Journalism education, democracy, and the possibility of a more perfect professionalism

Introduction (Note: This is the first part of a multiple-part series that I am tentatively calling "My Fall 2005 term papers")

A.J. Liebling, the journalist, press critic and general bon vivant, attended the School of Journalism at Columbia University before starting his career. His assessment of his education was famously less than sanguine. He once wrote that “the program had ‘all the intellectual status of a training school for future employees of the A & P’” (qtd. in Remnick, 2004). His comment, while probably unduly harsh, represents an undeniable strain of anti-intellectualism in American journalism. (Liebling, of course, was complaining that Columbia’s journalism program was anti-intellectual, not that the practice of journalism should be.) Michael Lewis, in his scathing essay on journalism schools in The New Republic (Lewis, 1993), quoted one columnist who said, “All we do is ask questions and type and occasionally turn a phrase.

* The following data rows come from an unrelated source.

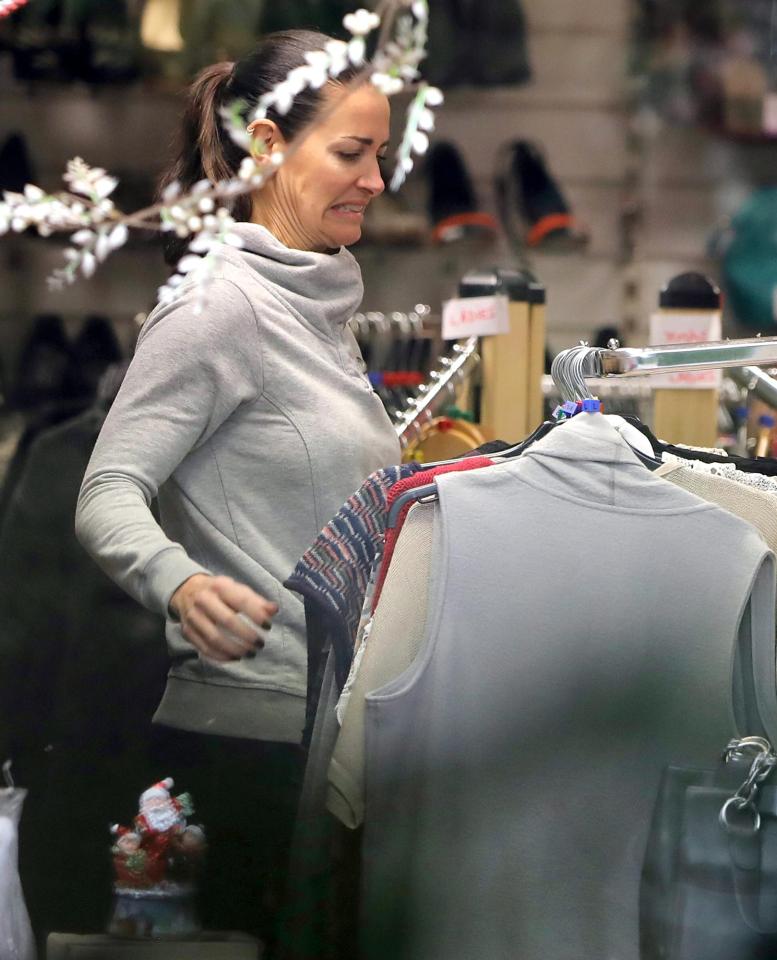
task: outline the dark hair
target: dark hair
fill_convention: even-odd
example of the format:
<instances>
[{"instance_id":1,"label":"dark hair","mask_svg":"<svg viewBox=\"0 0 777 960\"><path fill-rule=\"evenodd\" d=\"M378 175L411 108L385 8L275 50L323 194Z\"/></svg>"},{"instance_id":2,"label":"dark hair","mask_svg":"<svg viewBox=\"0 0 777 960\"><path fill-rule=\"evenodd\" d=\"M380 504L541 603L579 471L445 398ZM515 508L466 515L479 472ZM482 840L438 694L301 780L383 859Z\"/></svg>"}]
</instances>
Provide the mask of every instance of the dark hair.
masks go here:
<instances>
[{"instance_id":1,"label":"dark hair","mask_svg":"<svg viewBox=\"0 0 777 960\"><path fill-rule=\"evenodd\" d=\"M236 63L224 61L201 70L189 88L186 108L178 137L176 160L160 179L161 191L174 180L184 190L198 180L225 180L234 177L245 152L232 140L221 121L220 109L234 101L242 104L246 124L260 97L285 79L296 67L303 66L309 50L323 50L331 37L314 30L283 30L268 34L256 49ZM347 83L357 68L347 67L336 79ZM285 140L292 140L314 118L321 106L323 88L306 87L297 94L288 113L271 107L267 117L274 120ZM244 193L229 202L232 216L239 221L251 219L251 197ZM175 263L188 241L165 234L165 260Z\"/></svg>"}]
</instances>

Why do you need to go to school for that?” Nevertheless, journalism schools have continued to exist in more than one form for over a century—though the form that they should take is far from settled.

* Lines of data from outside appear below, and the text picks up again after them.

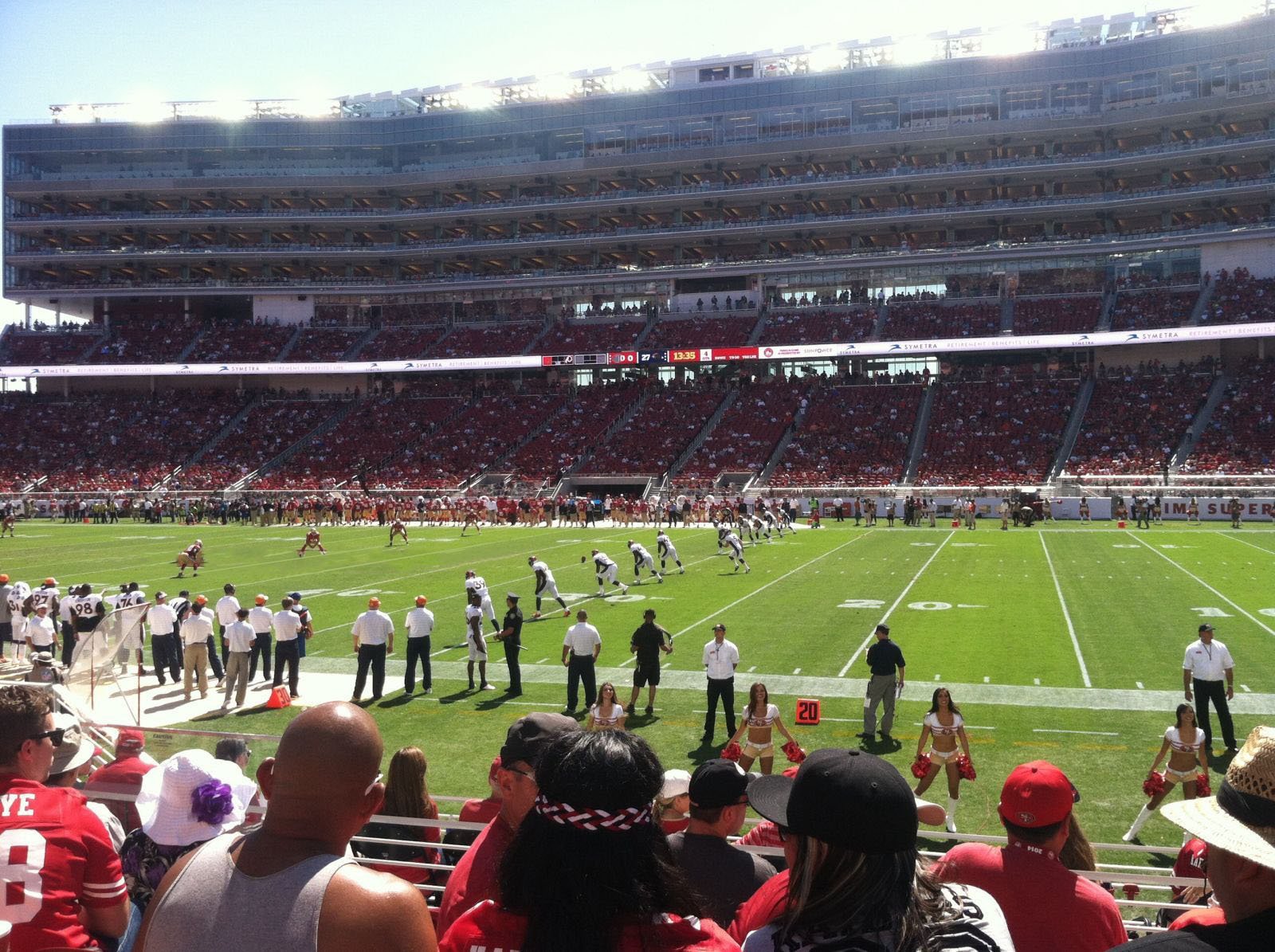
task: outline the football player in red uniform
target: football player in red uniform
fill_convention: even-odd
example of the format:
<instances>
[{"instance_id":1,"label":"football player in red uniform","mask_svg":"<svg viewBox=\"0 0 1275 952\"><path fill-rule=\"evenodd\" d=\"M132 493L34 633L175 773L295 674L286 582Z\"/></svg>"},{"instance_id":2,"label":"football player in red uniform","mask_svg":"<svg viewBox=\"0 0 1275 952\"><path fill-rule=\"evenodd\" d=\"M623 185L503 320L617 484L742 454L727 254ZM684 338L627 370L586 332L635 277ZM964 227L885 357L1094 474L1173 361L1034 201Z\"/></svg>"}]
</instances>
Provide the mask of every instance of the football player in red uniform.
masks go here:
<instances>
[{"instance_id":1,"label":"football player in red uniform","mask_svg":"<svg viewBox=\"0 0 1275 952\"><path fill-rule=\"evenodd\" d=\"M129 924L120 858L78 790L45 786L66 729L54 728L52 695L0 688L0 878L13 952L85 948Z\"/></svg>"},{"instance_id":2,"label":"football player in red uniform","mask_svg":"<svg viewBox=\"0 0 1275 952\"><path fill-rule=\"evenodd\" d=\"M393 523L390 523L390 548L394 548L394 537L395 535L402 535L403 537L403 544L404 545L408 544L408 540L407 540L407 525L403 523L402 519L395 519Z\"/></svg>"},{"instance_id":3,"label":"football player in red uniform","mask_svg":"<svg viewBox=\"0 0 1275 952\"><path fill-rule=\"evenodd\" d=\"M306 533L306 540L301 543L301 548L297 549L297 558L301 558L301 556L306 554L306 549L319 549L321 553L326 556L328 549L323 547L323 543L319 540L320 538L321 537L319 535L317 529L311 529L309 533ZM394 539L391 537L390 542L393 540Z\"/></svg>"}]
</instances>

For about the same period, journalists have debated—both actively and passively—whether or not their line of work constitutes a profession (though the first stirrings of professionalism can be dated even earlier). Many prefer to see themselves as practitioners of a craft or a trade. Others believe that as collectors and disseminators of information for a mass audience, monitors of power, protectors of democracy, and an unofficial fourth branch of the government, they deserve the same professional prestige as lawyers, engineers, or architects. Journalists enjoy special protections in the United States, owing to their specific mention in the Bill of Rights; however, it is this special protection that may be preventing them from coalescing into a formal, coherent profession. Journalists cannot control entry into their own body because in the United States, anyone can be a journalist. Therefore, the professionalization of journalism must take place as a socialization process—a process in which journalism schools can play in instrumental part.